What to expect after treatment

After hystero-curettage, you may experience some common side effects and discomfort. Here are some effects you can expect during recovery period:

  1. Vaginal bleeding and discharge: It is normal to experience some vaginal bleeding or discharge during the first few days after procedure. It may vary in amount and duration, but should generally decrease gradually. If you experience excessive or persistent bleeding, or if you have concerns, it is important to inform your doctor.
  2. Pain and discomfort: You may feel some degree of pain or discomfort in the pelvic area after treatment. This may include mild cramping, bloating, or menstrual-like discomfort. If pain is severe or does not improve, it is important to tell your doctor.
  3. Rest and physical activity: Your doctor may recommend you to rest for the first few hours after procedure is done. After that, you can gradually resume your normal daily activities. However, avoid intense physical activity or heavy lifting for a period of time, as directed by your doctor.
  4. Cervix care: After hystero-curettage, your doctor may recommend you to avoid sexual intercourse, tampons, or douching for a specific period of time. This helps to allow the cervix’s proper healing and prevent infection.
  5. Results and follow-ups: Depending on the intervention’s specific reason, results and follow-ups may vary. Your doctor will provide you with information about the procedure’s results and any further action that may be necessary, such as follow-ups, testing, additional treatment, or further consultations.

Frequently asked questions

Does the hysteroscopy process hurt?

No, generally you will not experience pain during a hysteroscopy with curettage performed under general anaesthesia. During procedure, you will be completely insensitive to pain.

Under general anaesthesia, you will be completely asleep and unaware of what is happening. General anaesthesia is administered through an intravenous line and allows you to be completely unconscious during hysteroscopy with curettage.

This helps to reduce any discomfort or pain during procedure.

Anaesthesia’s aim is to ensure you are comfortable and pain-free during procedure. The medical team will be constantly monitoring your vital signs and making sure you are well throughout the procedure.

It is important to keep in mind that everyone is different and response to anaesthesia may vary. Some women may experience mild discomfort or uncomfortable sensations after anaesthesia wears off. However, this is temporary and can be controlled with painkillers.

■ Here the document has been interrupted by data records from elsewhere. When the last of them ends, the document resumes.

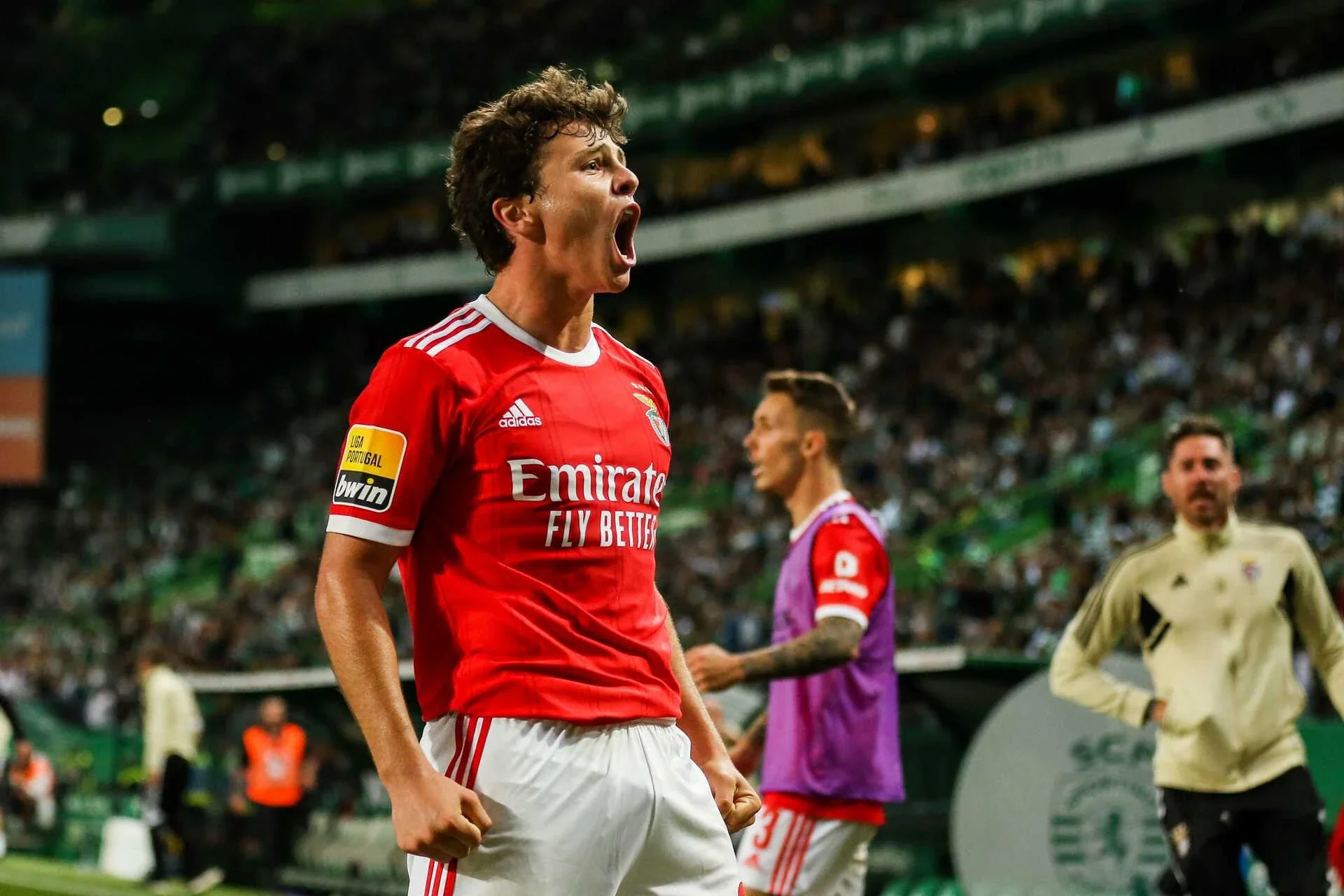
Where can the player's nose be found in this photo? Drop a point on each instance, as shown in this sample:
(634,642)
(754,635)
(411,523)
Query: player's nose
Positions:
(625,183)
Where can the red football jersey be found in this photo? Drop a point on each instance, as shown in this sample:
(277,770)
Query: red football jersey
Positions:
(850,570)
(524,482)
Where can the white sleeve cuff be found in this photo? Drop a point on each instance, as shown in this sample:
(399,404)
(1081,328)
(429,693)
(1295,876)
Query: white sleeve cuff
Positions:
(844,612)
(369,531)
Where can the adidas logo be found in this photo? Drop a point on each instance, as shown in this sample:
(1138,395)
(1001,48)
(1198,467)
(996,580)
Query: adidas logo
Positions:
(519,414)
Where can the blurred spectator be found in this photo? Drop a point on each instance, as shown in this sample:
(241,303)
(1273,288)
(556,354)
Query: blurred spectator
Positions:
(33,788)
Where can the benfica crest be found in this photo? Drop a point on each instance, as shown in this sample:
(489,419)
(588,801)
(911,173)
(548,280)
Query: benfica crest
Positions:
(656,421)
(1250,568)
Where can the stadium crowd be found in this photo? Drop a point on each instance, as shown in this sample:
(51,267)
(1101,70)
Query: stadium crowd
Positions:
(890,140)
(977,381)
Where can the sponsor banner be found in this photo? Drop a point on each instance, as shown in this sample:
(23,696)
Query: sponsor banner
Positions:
(335,171)
(23,323)
(22,429)
(946,36)
(1247,117)
(1078,788)
(876,59)
(23,368)
(115,234)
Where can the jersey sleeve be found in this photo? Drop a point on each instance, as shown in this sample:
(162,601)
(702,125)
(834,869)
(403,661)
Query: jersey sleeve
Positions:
(850,570)
(400,440)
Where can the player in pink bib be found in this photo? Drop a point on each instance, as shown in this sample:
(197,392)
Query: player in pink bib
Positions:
(830,736)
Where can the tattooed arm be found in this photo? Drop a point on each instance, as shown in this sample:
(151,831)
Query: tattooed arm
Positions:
(834,643)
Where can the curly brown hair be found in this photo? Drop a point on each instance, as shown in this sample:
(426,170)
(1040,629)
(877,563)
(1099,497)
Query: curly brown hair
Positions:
(496,149)
(1191,426)
(823,402)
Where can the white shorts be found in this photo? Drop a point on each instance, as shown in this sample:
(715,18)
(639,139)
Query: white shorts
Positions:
(788,853)
(613,811)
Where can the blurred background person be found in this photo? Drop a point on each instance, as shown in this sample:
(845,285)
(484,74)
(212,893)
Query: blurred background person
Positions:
(273,780)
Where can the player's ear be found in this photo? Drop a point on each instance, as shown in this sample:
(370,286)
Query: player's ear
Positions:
(518,216)
(1168,486)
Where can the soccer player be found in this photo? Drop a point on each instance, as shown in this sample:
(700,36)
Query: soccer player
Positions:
(1217,605)
(832,757)
(512,460)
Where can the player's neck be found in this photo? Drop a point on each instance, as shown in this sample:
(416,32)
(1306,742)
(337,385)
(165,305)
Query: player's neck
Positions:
(813,488)
(543,308)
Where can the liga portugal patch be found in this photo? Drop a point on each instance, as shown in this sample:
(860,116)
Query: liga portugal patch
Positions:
(369,468)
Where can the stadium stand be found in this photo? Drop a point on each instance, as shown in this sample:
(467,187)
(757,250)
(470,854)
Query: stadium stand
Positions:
(974,393)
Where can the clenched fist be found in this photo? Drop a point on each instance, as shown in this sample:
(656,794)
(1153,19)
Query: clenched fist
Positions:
(438,818)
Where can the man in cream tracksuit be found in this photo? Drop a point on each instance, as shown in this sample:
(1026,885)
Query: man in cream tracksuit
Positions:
(1217,605)
(172,732)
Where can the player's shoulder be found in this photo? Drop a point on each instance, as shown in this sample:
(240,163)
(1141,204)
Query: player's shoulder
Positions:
(624,352)
(1273,536)
(851,524)
(1142,558)
(458,344)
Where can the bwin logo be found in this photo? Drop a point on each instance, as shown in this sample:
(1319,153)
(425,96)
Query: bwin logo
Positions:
(519,414)
(363,492)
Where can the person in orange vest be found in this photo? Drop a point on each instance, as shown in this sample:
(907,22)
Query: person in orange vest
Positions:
(1338,849)
(33,786)
(276,777)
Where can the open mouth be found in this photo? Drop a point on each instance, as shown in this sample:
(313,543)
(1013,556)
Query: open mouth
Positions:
(624,235)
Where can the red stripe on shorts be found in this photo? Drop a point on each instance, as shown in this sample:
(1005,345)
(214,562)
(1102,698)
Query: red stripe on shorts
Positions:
(785,850)
(480,731)
(800,858)
(436,869)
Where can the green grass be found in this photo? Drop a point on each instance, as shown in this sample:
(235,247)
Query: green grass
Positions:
(27,876)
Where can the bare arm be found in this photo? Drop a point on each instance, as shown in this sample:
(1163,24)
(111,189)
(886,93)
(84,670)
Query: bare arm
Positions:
(834,643)
(363,652)
(432,814)
(706,743)
(737,801)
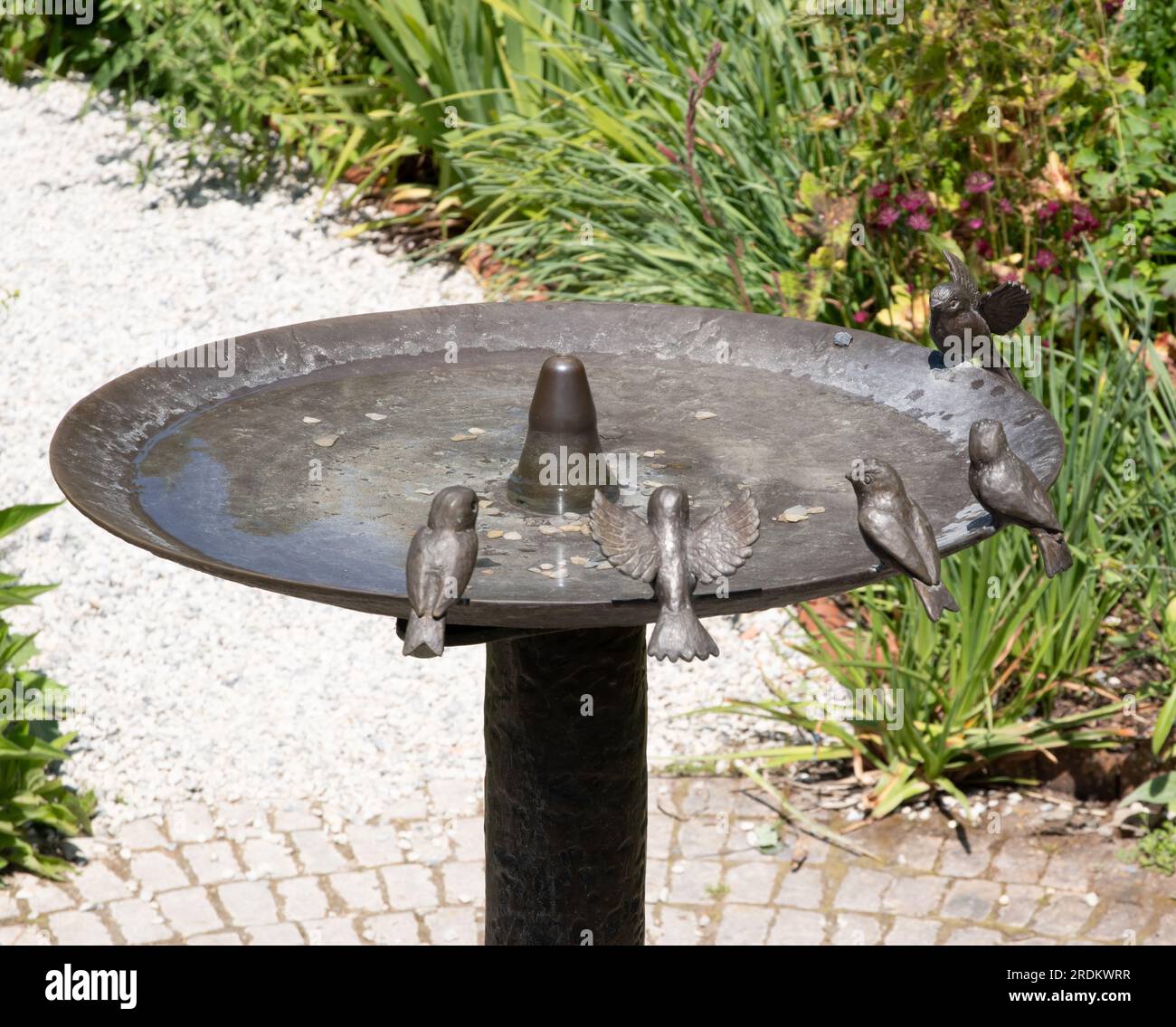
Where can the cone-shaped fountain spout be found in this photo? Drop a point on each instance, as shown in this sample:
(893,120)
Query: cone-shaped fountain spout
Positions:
(563,463)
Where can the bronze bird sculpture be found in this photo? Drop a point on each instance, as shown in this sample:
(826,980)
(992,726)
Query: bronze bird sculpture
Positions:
(440,560)
(1012,494)
(675,556)
(897,531)
(959,312)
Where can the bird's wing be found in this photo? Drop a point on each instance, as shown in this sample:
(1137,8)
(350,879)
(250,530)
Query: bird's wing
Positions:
(1004,307)
(1023,497)
(722,543)
(624,539)
(895,540)
(423,586)
(963,279)
(462,553)
(924,537)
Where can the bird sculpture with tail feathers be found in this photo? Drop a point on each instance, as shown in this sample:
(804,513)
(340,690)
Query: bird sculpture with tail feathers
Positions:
(897,531)
(959,312)
(1012,494)
(675,556)
(440,560)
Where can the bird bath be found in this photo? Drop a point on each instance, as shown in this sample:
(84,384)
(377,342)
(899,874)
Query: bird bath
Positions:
(307,465)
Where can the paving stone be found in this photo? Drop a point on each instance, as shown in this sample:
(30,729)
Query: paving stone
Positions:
(700,839)
(275,934)
(657,879)
(302,899)
(219,937)
(469,838)
(454,798)
(802,889)
(861,890)
(658,842)
(914,897)
(678,926)
(73,927)
(189,910)
(1165,933)
(267,858)
(465,884)
(971,900)
(697,881)
(1022,905)
(744,925)
(317,853)
(393,928)
(139,922)
(375,845)
(792,927)
(974,936)
(431,843)
(453,925)
(248,904)
(139,834)
(43,897)
(955,861)
(297,816)
(157,870)
(1062,914)
(24,934)
(918,851)
(330,931)
(853,928)
(906,931)
(410,887)
(99,884)
(359,889)
(1020,861)
(191,822)
(8,908)
(1069,870)
(752,882)
(212,861)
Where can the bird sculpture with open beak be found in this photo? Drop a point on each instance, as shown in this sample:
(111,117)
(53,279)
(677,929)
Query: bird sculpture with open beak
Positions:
(673,556)
(440,560)
(1012,494)
(897,531)
(960,313)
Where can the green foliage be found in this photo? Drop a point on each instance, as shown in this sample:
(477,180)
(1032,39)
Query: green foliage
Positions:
(35,808)
(1157,849)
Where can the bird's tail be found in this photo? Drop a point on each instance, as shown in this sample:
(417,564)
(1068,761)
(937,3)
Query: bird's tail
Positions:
(423,637)
(935,598)
(680,635)
(1055,555)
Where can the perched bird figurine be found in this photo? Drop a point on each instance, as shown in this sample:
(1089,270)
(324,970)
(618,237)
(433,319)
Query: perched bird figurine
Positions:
(1012,494)
(675,556)
(959,310)
(440,560)
(897,531)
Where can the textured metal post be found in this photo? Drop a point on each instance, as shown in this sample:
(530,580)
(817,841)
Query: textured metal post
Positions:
(565,788)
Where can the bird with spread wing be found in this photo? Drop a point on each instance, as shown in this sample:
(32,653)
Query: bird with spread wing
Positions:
(960,313)
(673,556)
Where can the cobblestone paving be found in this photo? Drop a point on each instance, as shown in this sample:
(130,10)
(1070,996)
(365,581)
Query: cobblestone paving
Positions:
(295,875)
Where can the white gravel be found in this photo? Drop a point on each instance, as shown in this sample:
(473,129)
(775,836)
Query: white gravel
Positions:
(188,685)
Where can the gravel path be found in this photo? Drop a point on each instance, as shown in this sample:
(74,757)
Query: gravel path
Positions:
(191,686)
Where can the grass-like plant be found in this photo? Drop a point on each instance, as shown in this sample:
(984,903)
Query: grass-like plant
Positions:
(35,807)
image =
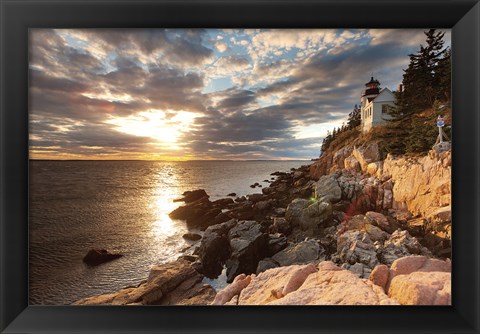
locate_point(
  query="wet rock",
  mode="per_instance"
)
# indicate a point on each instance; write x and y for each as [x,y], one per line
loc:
[308,214]
[281,225]
[279,212]
[254,198]
[223,203]
[356,246]
[328,286]
[192,236]
[198,214]
[401,244]
[264,205]
[367,154]
[380,276]
[174,283]
[94,257]
[214,249]
[303,252]
[378,220]
[192,196]
[233,290]
[265,264]
[328,189]
[248,246]
[305,189]
[275,243]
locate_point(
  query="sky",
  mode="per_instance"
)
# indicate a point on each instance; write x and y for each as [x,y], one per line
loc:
[200,94]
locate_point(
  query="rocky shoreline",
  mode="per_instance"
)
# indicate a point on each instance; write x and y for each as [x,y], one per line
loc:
[344,230]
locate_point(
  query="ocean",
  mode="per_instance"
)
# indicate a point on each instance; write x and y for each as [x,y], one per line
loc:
[121,206]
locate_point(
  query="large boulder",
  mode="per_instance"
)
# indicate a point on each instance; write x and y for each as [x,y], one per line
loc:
[383,276]
[94,257]
[308,214]
[328,189]
[325,284]
[303,252]
[248,245]
[214,248]
[198,214]
[174,283]
[401,244]
[422,288]
[356,246]
[367,154]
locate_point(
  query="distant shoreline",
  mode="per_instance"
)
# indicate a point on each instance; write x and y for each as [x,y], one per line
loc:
[216,160]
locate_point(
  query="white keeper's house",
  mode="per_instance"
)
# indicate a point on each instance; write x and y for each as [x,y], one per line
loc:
[374,104]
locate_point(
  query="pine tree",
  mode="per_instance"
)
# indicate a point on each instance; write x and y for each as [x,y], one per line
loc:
[444,73]
[426,80]
[421,80]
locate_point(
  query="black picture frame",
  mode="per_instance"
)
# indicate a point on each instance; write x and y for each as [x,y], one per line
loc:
[18,16]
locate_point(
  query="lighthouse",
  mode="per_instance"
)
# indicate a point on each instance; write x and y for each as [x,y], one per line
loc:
[374,104]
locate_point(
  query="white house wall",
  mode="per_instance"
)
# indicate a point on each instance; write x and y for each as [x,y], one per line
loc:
[376,117]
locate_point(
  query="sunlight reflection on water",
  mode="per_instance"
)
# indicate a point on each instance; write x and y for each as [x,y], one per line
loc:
[121,206]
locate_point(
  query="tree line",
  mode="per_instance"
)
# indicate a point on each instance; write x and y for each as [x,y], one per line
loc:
[426,85]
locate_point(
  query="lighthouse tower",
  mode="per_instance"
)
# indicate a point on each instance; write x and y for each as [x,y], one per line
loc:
[372,90]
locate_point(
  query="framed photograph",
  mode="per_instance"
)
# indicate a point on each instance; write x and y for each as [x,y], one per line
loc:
[249,166]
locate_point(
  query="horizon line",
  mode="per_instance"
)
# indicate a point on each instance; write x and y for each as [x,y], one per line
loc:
[305,159]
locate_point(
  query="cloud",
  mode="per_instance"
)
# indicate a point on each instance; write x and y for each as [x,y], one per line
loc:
[221,46]
[271,93]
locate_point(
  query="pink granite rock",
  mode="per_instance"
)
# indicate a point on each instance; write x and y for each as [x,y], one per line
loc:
[380,276]
[330,285]
[239,283]
[422,288]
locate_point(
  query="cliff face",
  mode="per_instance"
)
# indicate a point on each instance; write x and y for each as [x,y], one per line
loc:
[422,185]
[413,186]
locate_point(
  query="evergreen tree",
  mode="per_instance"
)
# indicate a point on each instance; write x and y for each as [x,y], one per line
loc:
[444,73]
[421,80]
[426,80]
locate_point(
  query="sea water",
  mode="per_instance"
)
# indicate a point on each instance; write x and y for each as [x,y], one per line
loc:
[121,206]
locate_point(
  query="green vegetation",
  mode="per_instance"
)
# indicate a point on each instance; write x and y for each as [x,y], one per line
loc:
[425,95]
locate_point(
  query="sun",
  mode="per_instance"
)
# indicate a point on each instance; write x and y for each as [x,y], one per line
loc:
[154,124]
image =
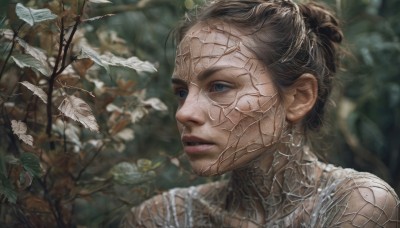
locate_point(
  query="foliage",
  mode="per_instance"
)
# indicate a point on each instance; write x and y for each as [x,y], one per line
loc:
[69,105]
[85,135]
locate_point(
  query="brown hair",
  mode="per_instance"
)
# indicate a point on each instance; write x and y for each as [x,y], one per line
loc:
[291,39]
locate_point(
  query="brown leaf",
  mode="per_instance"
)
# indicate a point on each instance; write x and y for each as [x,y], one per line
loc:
[36,90]
[19,128]
[78,110]
[81,66]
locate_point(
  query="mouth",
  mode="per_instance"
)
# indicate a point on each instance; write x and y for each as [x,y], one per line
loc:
[195,145]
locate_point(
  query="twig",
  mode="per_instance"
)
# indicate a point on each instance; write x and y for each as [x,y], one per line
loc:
[88,163]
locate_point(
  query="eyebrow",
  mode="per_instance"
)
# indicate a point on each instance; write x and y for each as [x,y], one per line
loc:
[202,76]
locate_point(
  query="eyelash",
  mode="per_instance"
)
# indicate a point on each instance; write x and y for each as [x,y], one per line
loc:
[214,89]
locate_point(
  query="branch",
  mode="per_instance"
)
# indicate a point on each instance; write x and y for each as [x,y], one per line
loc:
[9,54]
[88,163]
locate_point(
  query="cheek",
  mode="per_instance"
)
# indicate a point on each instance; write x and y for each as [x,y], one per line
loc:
[253,115]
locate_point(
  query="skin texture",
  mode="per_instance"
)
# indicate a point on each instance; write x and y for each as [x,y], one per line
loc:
[232,119]
[227,102]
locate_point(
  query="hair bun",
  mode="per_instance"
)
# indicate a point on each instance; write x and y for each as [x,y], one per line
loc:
[321,21]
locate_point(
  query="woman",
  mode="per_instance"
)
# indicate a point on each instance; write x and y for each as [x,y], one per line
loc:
[252,78]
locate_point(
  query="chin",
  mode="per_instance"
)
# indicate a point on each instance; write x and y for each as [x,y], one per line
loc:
[208,170]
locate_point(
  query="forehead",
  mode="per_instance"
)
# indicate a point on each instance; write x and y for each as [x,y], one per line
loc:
[213,44]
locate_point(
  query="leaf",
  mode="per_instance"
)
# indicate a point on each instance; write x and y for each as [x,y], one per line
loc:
[8,34]
[99,1]
[132,63]
[7,189]
[19,128]
[126,134]
[155,103]
[28,61]
[36,90]
[31,164]
[32,16]
[78,110]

How many resting days are necessary after surgical hysteroscopy?

The number of resting days required after a surgical hysteroscopy may vary depending on several factors, including the procedure’s nature, the individual patient’s response, and the physician’s specific recommendations.

In general, a resting period of 1-2 days is recommended after surgical hysteroscopy. During this time, you may be advised to avoid intense physical activity, heavy lifting and sexual intercourse.

What is the estimated sick-leave period for hysteroscopy?

In general, for a diagnostic hysteroscopy or minor surgical procedure, time off work is estimated to be 1-3 days.

However, in the case of more extensive surgical hysteroscopies or procedures that require a longer recovery, a longer time off work period may be required. This can range from few days to a week or two, depending on the procedure’s nature and the physician’s recommendations.